Six promising research projects, conducted jointly between Masdar Institute and the Massachusetts Institute of Technology (MIT) faculty and students, are now one step closer to commercialization thanks to a research grant program established between the two universities to support translational research.
The Masdar Institute and MIT Innovation Program (MMIP) grants help faculty to assess the commercial prospects of promising technologies and to reduce the technical and market risks associated with their innovations through prototyping and other forms of translational research. The grants are also designed to assist researchers in raising third-party funding for follow-on development of commercial products, services and processes.
The MMIP grants are administered at Masdar Institute by the Institute Center for Innovation and Entrepreneurship (iInnovation), and at MIT by the Deshpande Center for Technological Innovation. The one year grants range in size from US$50,000 to US$150,000 per team at each university.

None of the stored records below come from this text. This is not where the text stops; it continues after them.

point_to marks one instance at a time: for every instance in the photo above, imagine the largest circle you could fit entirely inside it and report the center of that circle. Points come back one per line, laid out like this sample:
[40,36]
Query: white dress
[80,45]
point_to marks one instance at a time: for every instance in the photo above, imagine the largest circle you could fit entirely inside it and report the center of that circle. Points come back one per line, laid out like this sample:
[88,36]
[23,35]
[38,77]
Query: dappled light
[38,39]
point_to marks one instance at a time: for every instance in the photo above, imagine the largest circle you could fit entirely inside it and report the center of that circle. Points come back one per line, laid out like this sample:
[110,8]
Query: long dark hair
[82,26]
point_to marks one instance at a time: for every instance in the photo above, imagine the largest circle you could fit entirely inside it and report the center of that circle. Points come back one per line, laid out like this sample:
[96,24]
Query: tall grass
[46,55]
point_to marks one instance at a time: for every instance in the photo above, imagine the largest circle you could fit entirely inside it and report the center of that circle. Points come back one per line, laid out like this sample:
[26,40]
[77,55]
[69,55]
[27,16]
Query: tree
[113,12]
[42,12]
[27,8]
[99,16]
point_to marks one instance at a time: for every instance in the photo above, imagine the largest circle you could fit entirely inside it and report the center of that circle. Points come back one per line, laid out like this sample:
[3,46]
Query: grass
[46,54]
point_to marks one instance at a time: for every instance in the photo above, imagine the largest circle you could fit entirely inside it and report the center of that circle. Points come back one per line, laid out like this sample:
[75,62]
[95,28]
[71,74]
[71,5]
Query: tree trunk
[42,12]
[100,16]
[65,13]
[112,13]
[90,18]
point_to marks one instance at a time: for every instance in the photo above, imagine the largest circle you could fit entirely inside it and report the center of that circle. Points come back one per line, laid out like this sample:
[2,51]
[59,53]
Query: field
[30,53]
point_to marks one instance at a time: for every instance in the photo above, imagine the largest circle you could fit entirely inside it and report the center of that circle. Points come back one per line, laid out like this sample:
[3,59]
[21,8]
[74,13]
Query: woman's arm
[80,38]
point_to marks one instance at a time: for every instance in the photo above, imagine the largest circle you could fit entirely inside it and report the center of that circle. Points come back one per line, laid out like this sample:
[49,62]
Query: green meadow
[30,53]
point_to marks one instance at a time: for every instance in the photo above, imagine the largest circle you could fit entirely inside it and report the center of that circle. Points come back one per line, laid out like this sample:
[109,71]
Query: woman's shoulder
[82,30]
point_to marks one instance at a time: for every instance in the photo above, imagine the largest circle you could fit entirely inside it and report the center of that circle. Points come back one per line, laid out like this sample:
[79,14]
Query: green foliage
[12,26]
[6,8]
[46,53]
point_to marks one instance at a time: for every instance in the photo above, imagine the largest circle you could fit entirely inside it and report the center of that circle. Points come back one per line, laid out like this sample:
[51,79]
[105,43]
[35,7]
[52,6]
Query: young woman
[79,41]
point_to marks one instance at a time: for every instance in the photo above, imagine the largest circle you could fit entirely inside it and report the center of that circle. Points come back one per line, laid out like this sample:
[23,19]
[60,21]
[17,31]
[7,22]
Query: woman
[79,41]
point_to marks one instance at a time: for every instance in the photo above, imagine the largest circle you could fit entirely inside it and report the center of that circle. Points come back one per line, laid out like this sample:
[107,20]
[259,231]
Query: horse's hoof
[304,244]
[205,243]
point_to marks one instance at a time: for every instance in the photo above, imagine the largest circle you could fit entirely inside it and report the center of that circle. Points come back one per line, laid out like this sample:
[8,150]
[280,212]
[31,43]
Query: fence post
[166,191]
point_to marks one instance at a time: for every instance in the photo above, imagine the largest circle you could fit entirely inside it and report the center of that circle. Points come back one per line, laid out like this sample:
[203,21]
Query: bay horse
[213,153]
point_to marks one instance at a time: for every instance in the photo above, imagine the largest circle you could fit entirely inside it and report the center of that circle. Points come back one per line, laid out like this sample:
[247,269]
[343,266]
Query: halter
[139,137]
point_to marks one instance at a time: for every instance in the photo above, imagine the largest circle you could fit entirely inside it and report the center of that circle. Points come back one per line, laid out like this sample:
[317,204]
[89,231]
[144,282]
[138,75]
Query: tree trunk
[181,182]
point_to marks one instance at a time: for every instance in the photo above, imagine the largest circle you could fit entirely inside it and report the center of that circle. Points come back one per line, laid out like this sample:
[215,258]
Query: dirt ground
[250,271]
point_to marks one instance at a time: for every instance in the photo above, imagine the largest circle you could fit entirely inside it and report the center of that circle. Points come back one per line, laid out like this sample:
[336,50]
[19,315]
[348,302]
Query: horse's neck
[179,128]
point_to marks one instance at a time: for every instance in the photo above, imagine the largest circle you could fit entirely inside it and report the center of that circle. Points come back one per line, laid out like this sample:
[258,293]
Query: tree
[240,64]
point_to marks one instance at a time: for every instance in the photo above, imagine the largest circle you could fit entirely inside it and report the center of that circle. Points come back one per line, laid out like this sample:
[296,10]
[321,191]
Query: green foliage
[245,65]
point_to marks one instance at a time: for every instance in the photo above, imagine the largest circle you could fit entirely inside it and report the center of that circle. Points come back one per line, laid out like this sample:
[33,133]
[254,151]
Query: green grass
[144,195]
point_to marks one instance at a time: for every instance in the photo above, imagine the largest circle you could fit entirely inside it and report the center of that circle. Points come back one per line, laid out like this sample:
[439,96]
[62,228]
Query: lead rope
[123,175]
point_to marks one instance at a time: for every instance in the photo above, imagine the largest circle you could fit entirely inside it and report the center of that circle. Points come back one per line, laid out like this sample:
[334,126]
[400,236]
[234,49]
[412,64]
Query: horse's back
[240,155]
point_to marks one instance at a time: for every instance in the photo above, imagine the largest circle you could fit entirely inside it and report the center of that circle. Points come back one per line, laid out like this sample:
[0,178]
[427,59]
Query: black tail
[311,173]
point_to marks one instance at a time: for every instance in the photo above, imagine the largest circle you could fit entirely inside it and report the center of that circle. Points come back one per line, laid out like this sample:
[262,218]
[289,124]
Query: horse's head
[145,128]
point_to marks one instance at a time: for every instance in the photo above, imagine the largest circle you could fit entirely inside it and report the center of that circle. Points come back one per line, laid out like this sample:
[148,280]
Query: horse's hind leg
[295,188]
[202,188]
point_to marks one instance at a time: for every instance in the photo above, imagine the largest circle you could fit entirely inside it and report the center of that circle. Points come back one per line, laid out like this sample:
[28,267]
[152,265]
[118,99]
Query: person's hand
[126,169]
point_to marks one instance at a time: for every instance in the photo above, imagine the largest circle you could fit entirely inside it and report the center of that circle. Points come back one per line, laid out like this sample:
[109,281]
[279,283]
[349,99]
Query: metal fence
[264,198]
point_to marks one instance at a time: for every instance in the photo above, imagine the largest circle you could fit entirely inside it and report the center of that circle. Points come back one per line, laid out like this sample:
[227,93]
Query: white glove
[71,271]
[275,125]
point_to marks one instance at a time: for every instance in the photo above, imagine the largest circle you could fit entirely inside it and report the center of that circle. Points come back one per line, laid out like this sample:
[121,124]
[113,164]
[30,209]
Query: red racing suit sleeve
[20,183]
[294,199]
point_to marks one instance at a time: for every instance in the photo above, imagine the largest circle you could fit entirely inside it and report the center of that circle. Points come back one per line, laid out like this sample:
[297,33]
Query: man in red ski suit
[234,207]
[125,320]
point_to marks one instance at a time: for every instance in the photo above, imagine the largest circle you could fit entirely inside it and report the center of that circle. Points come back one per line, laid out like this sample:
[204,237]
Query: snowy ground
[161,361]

Dr. Behjat Al Yousuf, Interim Provost, Masdar Institute, said, “The research concepts undertaken by the faculty of both institutions represent cutting-edge technology leads that seek to bring valuable innovations. The six MMIP grants are significant examples of the intensity of our commitment to developing sustainable new technologies that can be commercialized to benefit the wider community in energy conservation, solar power, and sustainable desalination in the UAE and globally. We believe the grants will not only encourage the current researchers but also inspire current and future faculty and students to initiate and participate in such transformational research projects.”
The 2015 projects include self-tracking solar concentrators, electrochromic windows that can change from transparent to dark based on voltage application, an optical sensor that can rapidly detect an electrical current overload, a wastewater treatment system combining nanowire filtration and bio-electrochemical treatment, energy-efficient water desalination through membrane distillation (MD), and a transmitter built from new materials that can help reduce the footprint and power consumption of wireless radios. Three of the projects represent continuation of grants awarded in 2014, and three are new projects.
MMIP grants aim to help MIT and Masdar Institute faculty and students bring their research concepts a step closer to commercialization by transforming them into innovative products and spinout companies. The grants are offered only to projects in which faculty from both institutions have principal investigator (PI) status, thus combining research strengths of the two universities and of their innovation ecosystems. The innovative program illustrates the strong overall collaboration between Masdar Institute and MIT and between their proof-of-concept centers, iInnovation and the Deshpande Center.